/etc/init.d/ script

Russell Coker russell at coker.com.au
Thu Jan 6 10:31:54 UTC 2005


On Thursday 06 January 2005 02:03, Bogdan Agica <bagica at bitdefender.com> 
wrote:
> 1. Relabel the script from initrd_exec_t to something else,
> in which case I'll run into problems starting / stopping the programs.

You could have the init.d script call something else to do the work.  So you 
split the script into a worker script in /usr/sbin and a start script in the 
init.d directory that just calls the worker.

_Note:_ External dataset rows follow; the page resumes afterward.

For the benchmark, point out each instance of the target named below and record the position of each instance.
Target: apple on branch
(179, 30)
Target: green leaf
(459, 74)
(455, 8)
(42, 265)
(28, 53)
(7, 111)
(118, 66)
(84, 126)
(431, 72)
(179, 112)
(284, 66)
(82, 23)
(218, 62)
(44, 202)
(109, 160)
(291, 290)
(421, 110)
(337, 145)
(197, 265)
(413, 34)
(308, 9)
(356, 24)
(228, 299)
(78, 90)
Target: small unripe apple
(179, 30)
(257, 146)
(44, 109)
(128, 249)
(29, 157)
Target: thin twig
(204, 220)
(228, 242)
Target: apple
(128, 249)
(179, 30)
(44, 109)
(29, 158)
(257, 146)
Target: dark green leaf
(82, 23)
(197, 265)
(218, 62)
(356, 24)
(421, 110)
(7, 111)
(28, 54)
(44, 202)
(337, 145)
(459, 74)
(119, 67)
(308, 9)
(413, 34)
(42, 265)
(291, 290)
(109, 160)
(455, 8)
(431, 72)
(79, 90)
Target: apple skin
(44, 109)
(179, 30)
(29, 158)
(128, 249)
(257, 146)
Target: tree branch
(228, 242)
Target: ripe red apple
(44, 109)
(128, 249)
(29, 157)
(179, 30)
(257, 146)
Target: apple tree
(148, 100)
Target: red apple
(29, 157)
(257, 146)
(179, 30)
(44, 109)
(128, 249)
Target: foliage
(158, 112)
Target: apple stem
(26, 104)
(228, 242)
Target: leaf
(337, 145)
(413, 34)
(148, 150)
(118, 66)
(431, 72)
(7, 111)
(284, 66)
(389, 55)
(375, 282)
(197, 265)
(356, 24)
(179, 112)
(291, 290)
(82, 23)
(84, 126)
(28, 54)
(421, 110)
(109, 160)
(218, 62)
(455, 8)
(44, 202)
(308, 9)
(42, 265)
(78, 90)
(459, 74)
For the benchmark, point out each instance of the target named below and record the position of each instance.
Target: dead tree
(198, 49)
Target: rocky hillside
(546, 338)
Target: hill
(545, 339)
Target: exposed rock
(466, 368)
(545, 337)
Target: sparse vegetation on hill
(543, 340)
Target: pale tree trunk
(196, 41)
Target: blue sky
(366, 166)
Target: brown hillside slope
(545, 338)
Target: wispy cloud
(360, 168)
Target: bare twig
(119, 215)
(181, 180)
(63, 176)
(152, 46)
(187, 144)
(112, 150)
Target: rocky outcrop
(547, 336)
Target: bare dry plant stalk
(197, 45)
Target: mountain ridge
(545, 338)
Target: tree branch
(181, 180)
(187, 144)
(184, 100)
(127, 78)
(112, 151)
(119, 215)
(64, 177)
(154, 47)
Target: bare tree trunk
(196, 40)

> 2. Give read access to initrd_t in bitdefender_etc_t and _lib_t,
> which I think is a stupid workaround, providing read access to all
> scripts in /etc/init.d to this dir.

That's the usual approach.  Not ideal but not too bad either.  What is the 
bitdefender data?  initrc_t is a very powerful domain that can break your 
system in many ways.  Protecting files from it provides little benefit with 
the way things work now.

> I know, the best idea would to leave the /etc/init.d/ script for
> starting and stopping the program, and to provide all the other
> functionality via other means, but that is not feasible in the short
> term.

It's not difficult to split a shell script into two shell scripts.

> Is there any way to "inherit" a type (C++like inheritance), e.g. to
> create a type (say bitdefender_initrc_exec_t), which inherits all the
> attributes of it's successor, but adds new functionality? (Would be a
> nice idea if there isn't yet)

No.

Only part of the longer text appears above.